After 20 long and bloody years, the U.S. occupation of Afghanistan has finally (by and large) ended. The scenes out of the country as the United States pulls out are as chaotic and tragic as we’ve come to expect from U.S. interventionism. This crisis of imperialism has reignited the refugee crisis, and thousands are already trying to leave the country, fearing either retaliation from the Taliban or repression based on their gender or sexuality, adding to the 2.5 million existing Afghan refugees.
Unsurprisingly, the Western imperialist powers are already signaling that they will not help these refugees. President Emmanuel Macron of France said he will “protect France” from the coming wave of refugees. British Prime Minister Boris Johnson is facing a political crisis after announcing that the UK will only take 20,000 refugees over five years. The Biden Administration is also facing growing political fallout over its handling of the withdrawal and the refugee crisis: news outlets are reporting that the United States didn’t act to help refugees as they were withdrawing. Across the world, it seems clear that Afghan refugees will either be banned or severely restricted from entering.
You might be interested in: Protests Erupt Across Afghanistan in Defiance of Taliban Rule
Be it refugee bans or refugee caps, socialists must oppose all imperialist attempts to use borders to restrict the free movement of people, especially refugees from imperialist wars. To put it bluntly: the greatest imperial power in the world, with a coalition of other imperialist powers, attacked, looted, and occupied Afghanistan for 20 years and is now trying to prevent refugees from entering. After 20 years of imperialist occupation, Afghanistan is left impoverished, war torn, and with a growing COVID rate. This is imperialism in its clearest form. Every refugee from the Afghan war — indeed, every refugee anywhere — must be allowed entry into the U.S. and given full legal rights and protections.
It seems as if, at least for the United States, refugee status will be used as a political tool to reward Afghan collaborators. This is imperialist aggression, just with a nicer face. The idea that only Afghan refugees who helped the occupation will be let in sends a clear message to the working class in imperialized countries: work with your imperialist oppressors or get abandoned. This is one of the main ways that imperialism works: it forcibly recruits “native” allies and then uses the resources that imperialism provides to keep them in line. Dangling refugee status over the heads of people fleeing their homes is sure to be employed by the Biden administration and several other bourgeois governments across the West. This should also be fought back at every turn.
You might be interested in: The U.S. Military Left Behind Biometric Tracking Technology.

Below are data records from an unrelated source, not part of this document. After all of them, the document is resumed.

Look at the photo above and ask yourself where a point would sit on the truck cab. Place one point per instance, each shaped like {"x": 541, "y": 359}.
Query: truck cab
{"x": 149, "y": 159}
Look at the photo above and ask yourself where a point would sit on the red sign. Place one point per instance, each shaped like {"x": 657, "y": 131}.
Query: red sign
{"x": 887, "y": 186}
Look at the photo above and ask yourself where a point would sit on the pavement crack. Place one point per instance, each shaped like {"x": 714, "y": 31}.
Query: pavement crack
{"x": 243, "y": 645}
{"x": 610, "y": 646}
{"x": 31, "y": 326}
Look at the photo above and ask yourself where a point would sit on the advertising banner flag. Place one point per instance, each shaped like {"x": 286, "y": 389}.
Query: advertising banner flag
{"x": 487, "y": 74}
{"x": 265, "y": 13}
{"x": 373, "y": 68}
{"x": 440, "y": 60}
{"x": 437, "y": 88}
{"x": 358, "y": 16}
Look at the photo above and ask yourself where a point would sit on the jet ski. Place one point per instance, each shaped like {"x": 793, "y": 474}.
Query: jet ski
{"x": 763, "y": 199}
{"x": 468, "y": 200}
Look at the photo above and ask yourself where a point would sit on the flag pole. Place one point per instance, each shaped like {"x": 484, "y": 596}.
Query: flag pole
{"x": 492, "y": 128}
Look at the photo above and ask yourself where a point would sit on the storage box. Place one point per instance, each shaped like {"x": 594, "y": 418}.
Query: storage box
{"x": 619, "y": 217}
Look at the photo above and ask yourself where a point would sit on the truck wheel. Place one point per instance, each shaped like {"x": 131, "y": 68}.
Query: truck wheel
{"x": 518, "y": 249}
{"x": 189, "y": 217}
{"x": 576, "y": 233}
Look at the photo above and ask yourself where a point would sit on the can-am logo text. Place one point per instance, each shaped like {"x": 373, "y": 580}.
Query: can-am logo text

The Taliban Is Already Using It to Track Afghans.
It is also likely that the bourgeois press and right-wing political parties and movements will try to use the refugee crisis — or, as it ought to be referred to, the latest crisis of imperialism — to turn the working class against itself. This attempt to nationalize the working class against outsiders has been used by Donald Trump, Marine Le Pen, the UK Independence Party, and countless others to gain political traction. They will likely spread lies about these refugees, claiming that they are stealing jobs from native workers, and are to blame for worsening material conditions which are in reality a result of the decades-long assault of neoliberalism.
This nationalist rhetoric is fallacious, but could tap into very real fears, anger, and resentment of workers who have seen their material conditions decay over their lifetimes. As socialists, we must tirelessly rebut these right-wing and racist talking points and constantly show these native workers that the working class has no country, and the real reason for their worsening conditions is the international bourgeoise, not the international working class. Nationalism is not Marxist, and socialists should give no space to it.
The fight around Afghan refugees is just a prologue: as the climate crisis worsens, poverty deepens, and international strife ignites and reignites, we will continue to see a rise in refugees. The response to this from the more economically developed capitalist nations like the U.S. will be to drastically limit the amount of refugees that they admit, and only let in those who are seen as useful for the capitalist superstructure — be that collaborators in occupations, “skilled workers,” or just refugee workers to hyper exploit. This will likely accompany a rise in nationalist rhetoric.
The only way to fight this back is to create a true mass movement of the working class to defend the rights of refugees and demand that borders be opened to let them in. The work to build that movement will not happen overnight or by chance — we must begin to develop that fight now. The way we fight for Afghan refugees now will prepare us to fight for climate refugees in the future, to fight for refugees from Latin America, to fight against the entire imperialist concept of borders. This movement will be vital to combating all forms of imperialist aggression that force people to flee their homes.
What we do now matters. Will we sit by and trust the forces of imperialism to resolve the refugee crisis? Will we just donate to NGOs and think that’s enough? Or will we start to take concrete political action to build a movement to demand that every refugee who wants entry to the United States should be given entry? Do we correctly denounce borders as the imperialist tool they are or do we make compromises with nationalism? Do we fight against the imperialist state or do we make concessions to it? Do we fight for the international working class or not?
Every refugee must be let in, whether they helped the United States forces or not. The imperialist aggression on Afghanistan created millions of displaced and fleeing people, and only the collective action of the global working class can give them refuge.